Varazze. I dipendenti dei Cantieri Baglietto istituiranno sabato mattina, 5 novembre, in zona mercato, un presidio per raccogliere firme di adesione e sostegno alla vertenza in corso, da inviare ai presidenti della Regione Liguria, Provincia di Savona e al sindaco di Varazze.
“La procedura di concordato si prefiggeva come obiettivo minimo il mantenimento del marchio della Baglietto come unica società con due siti produttivi a Varazze e La Spezia. La situazione attuale vede allontanarsi questo obiettivo minimo con la separazione del marchio dal sito produttivo di Varazze e la trasformazione di quest’ultimo in semplice cantiere di refitting e rimessaggio. La perdita della produzione comporterà, per il sito di Varazze, un esubero di due terzi della forza lavoro sia diretta che indiretta” si legge nella petizione.
“Esiste un’offerta da parte del gruppo Anteo interessato a mantenere l’attuale assetto produttivo del cantiere di Varazze ma tale offerta è subordinata, come le altre, alla certezza di ottenere il rinnovo delle concessioni demaniali per un periodo sufficiente ad ammortizzare gli investimenti necessari alla completa ripresa produttiva del cantiere”.

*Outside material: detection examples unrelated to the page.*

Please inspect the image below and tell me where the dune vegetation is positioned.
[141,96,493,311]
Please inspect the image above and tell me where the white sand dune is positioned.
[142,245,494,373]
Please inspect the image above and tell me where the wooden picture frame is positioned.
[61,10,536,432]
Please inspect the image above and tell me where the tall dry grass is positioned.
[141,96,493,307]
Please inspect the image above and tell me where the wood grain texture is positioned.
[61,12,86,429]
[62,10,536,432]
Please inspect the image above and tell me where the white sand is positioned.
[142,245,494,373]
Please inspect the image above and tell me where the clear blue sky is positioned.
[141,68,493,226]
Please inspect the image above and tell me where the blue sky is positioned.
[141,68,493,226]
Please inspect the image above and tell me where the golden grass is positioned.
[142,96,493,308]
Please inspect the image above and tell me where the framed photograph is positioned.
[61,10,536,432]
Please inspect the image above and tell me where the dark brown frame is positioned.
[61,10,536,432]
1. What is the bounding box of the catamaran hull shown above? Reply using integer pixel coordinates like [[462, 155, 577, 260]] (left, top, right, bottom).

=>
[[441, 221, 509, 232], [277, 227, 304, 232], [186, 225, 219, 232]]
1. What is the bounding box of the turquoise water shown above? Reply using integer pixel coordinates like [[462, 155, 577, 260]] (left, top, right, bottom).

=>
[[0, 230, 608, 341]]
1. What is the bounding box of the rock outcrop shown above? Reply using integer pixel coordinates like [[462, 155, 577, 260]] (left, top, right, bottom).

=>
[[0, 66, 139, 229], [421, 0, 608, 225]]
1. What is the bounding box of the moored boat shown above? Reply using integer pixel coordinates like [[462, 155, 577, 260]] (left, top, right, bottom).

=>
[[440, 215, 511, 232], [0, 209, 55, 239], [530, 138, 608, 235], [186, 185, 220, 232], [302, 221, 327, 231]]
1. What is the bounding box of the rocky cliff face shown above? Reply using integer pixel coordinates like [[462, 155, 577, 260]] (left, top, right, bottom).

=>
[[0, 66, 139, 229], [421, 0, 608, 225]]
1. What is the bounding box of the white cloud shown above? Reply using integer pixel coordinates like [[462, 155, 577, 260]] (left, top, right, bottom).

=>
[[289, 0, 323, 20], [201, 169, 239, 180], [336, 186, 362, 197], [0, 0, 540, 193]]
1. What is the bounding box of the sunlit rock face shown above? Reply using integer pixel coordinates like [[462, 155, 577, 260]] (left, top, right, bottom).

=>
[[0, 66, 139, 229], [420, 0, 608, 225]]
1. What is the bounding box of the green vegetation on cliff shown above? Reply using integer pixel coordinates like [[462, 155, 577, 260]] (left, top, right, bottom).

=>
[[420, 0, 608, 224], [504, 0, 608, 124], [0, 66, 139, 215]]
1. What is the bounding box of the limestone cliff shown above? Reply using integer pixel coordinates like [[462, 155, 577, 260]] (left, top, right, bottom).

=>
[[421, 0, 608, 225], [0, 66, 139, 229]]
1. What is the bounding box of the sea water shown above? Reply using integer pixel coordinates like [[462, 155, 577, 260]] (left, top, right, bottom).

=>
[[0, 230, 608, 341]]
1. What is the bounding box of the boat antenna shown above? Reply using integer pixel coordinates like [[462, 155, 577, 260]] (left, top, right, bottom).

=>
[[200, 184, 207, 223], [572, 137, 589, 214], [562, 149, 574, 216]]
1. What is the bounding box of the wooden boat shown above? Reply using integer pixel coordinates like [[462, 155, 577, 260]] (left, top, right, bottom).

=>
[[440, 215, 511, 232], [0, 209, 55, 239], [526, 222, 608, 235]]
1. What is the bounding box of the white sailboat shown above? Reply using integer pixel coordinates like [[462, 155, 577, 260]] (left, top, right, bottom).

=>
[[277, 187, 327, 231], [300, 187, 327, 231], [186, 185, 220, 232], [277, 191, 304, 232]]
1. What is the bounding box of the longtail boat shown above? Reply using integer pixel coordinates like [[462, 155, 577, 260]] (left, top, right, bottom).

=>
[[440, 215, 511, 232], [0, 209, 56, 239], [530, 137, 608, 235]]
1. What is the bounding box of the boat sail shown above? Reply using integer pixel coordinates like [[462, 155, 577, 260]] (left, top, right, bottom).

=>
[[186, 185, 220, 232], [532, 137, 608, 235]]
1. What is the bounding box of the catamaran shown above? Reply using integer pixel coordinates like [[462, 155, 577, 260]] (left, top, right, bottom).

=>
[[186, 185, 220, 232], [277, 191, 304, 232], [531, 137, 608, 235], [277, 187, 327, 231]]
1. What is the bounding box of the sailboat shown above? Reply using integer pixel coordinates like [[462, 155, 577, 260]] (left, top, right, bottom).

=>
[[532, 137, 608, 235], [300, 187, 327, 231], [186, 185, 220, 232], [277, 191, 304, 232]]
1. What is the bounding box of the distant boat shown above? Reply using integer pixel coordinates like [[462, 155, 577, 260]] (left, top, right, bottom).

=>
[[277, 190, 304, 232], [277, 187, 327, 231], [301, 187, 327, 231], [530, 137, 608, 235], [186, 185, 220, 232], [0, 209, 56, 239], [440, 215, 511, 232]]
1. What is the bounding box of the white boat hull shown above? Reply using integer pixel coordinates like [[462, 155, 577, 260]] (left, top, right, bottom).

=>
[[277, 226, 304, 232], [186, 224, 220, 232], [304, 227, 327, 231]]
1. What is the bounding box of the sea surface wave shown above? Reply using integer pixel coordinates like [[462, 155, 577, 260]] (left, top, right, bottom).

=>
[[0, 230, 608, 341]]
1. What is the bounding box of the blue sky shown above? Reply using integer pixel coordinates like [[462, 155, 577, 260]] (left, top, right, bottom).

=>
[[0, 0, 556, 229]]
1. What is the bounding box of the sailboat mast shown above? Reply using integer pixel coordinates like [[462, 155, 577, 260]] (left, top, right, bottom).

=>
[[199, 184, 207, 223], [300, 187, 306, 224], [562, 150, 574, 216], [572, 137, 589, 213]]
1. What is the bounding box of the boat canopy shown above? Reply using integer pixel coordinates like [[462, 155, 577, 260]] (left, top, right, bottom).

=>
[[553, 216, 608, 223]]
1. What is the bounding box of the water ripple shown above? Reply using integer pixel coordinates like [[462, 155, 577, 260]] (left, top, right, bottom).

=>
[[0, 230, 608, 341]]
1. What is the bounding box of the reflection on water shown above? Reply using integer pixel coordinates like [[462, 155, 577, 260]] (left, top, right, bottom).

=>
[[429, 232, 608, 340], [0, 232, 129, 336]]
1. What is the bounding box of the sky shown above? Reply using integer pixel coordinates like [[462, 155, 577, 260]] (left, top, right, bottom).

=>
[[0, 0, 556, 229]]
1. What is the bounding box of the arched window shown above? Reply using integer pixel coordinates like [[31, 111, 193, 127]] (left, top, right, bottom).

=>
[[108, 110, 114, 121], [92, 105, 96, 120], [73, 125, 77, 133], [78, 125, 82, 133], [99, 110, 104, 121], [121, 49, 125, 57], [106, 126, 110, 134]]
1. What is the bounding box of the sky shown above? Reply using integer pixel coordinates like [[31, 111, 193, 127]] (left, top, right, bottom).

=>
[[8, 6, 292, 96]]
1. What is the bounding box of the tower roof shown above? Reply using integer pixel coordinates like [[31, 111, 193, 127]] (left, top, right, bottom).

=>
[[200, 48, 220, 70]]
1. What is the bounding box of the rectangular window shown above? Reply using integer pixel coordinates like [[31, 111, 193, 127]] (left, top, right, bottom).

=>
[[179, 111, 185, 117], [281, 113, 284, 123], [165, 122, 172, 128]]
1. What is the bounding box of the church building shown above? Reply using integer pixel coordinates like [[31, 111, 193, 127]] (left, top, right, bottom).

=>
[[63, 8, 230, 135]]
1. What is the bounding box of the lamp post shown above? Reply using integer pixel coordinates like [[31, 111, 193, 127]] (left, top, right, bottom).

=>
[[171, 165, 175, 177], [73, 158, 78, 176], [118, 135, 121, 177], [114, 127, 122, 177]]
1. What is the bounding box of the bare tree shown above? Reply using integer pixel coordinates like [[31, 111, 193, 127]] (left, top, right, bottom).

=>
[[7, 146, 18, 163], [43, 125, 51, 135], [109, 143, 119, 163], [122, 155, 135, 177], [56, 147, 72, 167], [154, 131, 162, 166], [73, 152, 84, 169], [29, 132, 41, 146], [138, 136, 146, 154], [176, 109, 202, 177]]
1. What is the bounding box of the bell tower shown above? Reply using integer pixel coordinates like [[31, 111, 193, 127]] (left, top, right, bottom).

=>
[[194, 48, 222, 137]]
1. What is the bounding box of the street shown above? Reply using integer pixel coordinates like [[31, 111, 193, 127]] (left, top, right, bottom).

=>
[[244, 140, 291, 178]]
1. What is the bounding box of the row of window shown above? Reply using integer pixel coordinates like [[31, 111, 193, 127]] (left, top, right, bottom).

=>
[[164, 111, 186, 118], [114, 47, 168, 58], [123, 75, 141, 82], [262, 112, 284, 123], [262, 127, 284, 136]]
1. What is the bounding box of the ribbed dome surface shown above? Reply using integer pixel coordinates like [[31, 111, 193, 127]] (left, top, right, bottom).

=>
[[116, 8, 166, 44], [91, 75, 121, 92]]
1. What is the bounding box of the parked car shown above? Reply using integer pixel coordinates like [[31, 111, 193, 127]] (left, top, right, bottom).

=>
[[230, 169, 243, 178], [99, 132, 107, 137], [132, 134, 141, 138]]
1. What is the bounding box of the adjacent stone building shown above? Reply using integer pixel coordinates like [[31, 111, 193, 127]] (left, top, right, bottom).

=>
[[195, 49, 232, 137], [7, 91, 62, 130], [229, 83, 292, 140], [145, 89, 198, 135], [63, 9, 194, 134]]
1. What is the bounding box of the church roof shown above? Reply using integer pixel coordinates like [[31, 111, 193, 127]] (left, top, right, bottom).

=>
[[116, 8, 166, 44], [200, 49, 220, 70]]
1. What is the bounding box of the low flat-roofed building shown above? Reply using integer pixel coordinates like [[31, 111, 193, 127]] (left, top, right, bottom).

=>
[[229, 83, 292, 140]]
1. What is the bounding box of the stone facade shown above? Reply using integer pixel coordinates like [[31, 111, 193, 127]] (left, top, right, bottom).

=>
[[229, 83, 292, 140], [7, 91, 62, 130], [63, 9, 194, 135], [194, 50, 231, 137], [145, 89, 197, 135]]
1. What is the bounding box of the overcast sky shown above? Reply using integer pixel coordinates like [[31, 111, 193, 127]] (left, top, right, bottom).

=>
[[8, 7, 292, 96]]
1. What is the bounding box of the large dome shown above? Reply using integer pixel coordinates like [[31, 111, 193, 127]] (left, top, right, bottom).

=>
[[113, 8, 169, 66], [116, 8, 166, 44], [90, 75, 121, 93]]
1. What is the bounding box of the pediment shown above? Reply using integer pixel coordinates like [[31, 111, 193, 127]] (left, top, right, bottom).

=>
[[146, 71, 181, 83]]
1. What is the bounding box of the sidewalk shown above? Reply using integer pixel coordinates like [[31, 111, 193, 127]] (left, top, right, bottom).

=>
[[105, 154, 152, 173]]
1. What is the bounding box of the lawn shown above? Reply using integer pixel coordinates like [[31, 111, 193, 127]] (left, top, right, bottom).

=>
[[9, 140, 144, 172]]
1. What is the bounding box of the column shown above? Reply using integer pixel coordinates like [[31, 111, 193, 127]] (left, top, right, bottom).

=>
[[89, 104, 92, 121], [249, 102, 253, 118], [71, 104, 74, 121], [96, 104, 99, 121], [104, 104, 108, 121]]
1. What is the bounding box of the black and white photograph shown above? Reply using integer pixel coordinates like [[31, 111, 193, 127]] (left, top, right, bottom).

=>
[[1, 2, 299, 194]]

I cittadini e i lavoratori dei Cantieri Baglietto di Varazze chiedono al comune di Varazze e alla provincia di Savona di impegnarsi per ottenere dalle società interessate all’acquisto le garanzie di mantenimento dell’attività produttiva nel cantiere di Varazze; all’assessore Fusco di portare avanti, come promesso nell’incontro pubblico del 15 giugno scorso, un confronto con l’agenzia del demanio per garantire la certezza dell’assegnazione di concessioni pluriennali all’imprenditore che effettuerà investimenti mirati alla ripresa produttiva del cantiere di Varazze; al presidente Burlando di garantire il rispetto degli impegni presi dalle istituzioni e di vigilare affinché le decisioni prese garantiscano l’interesse comune e non si riducano ad una mera spartizione di beni per favorire interessi privati” conclude la petezione.